Los conductores transportan la electricidad entre los componentes del circuito. Suelen ser cables eléctricos.

Los materiales más comunes utilizados para conducir electricidad son:

Cobre:
Es el más utilizado en el interior de los edificios y en los cables flexibles de los aparatos eléctricos.
Aluminio y acero:
Son los materiales más utilizados en los cables de alta tensión. Tienen buena resistencia mecánica, resisten bien a la oxidación y son más baratos que el cobre.
Oro y níquel:
Se utilizan en el recubrimiento de los contactos eléctricos para evitar la oxidación y mejorar la conducción. Se pueden ver en las clavijas de audio y los conectores USB.
Estaño, plomo y plata:
Por su baja temperatura de fusión (menor de 300ºC) se utilizan en la soldadura de componentes electrónicos. La plata, a pesar de ser más cara, se utiliza cada vez más porque no produce los efectos tóxicos del plomo.

Receptores

Los componentes receptores transforman la electricidad en efectos útiles como luz, calor, movimiento, etc.
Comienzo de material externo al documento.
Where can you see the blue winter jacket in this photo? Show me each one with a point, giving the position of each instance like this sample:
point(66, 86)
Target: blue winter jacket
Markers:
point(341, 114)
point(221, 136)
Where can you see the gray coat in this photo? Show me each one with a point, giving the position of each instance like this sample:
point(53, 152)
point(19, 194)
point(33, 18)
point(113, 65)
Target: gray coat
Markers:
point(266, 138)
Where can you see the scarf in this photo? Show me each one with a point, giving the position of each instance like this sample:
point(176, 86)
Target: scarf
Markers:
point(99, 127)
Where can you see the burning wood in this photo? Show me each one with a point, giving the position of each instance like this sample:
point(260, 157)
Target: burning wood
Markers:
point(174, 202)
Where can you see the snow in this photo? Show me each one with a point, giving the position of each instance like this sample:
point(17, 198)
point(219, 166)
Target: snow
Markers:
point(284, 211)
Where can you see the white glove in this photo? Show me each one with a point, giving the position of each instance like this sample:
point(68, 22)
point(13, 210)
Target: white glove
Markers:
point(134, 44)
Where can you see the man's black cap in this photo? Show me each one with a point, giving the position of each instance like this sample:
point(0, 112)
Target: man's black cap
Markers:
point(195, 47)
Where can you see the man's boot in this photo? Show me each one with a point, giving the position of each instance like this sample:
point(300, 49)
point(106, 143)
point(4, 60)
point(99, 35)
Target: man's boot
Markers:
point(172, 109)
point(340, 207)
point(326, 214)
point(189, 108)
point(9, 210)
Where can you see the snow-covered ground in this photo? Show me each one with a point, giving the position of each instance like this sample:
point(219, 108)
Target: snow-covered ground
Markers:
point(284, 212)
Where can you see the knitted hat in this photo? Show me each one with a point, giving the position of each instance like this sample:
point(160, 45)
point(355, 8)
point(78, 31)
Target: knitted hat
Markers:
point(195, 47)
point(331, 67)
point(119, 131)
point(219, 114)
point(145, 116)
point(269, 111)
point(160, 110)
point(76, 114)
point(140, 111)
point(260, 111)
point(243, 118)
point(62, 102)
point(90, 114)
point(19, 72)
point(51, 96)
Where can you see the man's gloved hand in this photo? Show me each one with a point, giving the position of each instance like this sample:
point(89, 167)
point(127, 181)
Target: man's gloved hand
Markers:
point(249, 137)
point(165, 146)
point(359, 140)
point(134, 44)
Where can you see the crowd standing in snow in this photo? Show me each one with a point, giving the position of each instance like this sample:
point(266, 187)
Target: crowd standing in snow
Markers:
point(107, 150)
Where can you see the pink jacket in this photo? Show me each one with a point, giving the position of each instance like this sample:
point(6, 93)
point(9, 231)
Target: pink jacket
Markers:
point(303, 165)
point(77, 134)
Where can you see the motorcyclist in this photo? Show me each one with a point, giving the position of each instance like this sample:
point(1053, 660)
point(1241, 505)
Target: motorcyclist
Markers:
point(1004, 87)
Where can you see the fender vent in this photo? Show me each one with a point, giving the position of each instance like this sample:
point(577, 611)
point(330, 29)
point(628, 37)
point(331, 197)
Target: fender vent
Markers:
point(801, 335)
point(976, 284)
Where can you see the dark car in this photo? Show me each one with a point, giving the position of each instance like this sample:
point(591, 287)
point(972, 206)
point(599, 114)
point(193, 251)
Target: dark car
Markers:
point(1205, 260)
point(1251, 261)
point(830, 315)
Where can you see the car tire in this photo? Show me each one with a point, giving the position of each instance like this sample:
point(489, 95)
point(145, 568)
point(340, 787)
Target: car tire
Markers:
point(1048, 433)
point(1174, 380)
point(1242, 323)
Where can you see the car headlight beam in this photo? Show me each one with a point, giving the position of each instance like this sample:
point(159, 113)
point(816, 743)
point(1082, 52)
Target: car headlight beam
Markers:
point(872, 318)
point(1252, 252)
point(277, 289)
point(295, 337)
Algunos ejemplos de receptores son las bombillas, ventiladores, horno microondas, frigorífico, televisor, etc.

Elementos de control

Estos elementos permiten controlar el paso de la electricidad según convenga. El ejemplo más sencillo es un interruptor que enciende o apaga la luz dejando pasar la electricidad cuando nos conviene.

Dependiendo de cómo se accionen hay varios tipos de elementos de control.

Accionamiento manual:

Interruptores, pulsadores, mandos giratorios, etc. Permiten a las personas controlar los aparatos eléctricos.

Cada elemento de control manual tiene su aplicación práctica. A la hora de controlar un timbre no se puede utilizar un interruptor porque después de pulsarle, el timbre funcionará sin parar. En esta aplicación usaremos mejor un pulsador, que solo acciona el timbre mientras lo estemos pulsando.

Protección eléctrica:

Fusibles, interruptores automáticos, diferenciales, etc.

Los fusibles y los interruptores automáticos cortan la electricidad para proteger la instalación eléctrica y evitar que se quemen los cables si hay un cortocircuito o una sobrecarga.

El diferencial nos protege la vida cortando la corriente antes de que una derivación eléctrica pueda electrocutarnos.

Accionamiento automático:

Algunos elementos de control se accionan a partir de señales eléctricas. Esto permite un control automático, ahorrando la intervención de una persona.

Ejemplos de accionamientos automáticos son la luz de una escalera que se apaga sola al cabo de un tiempo, una puerta eléctrica que se abre sola al detectar presencia, un edificio inteligente que controla mediante ordenador la temperatura, humedad, apertura de persianas, riego, etc.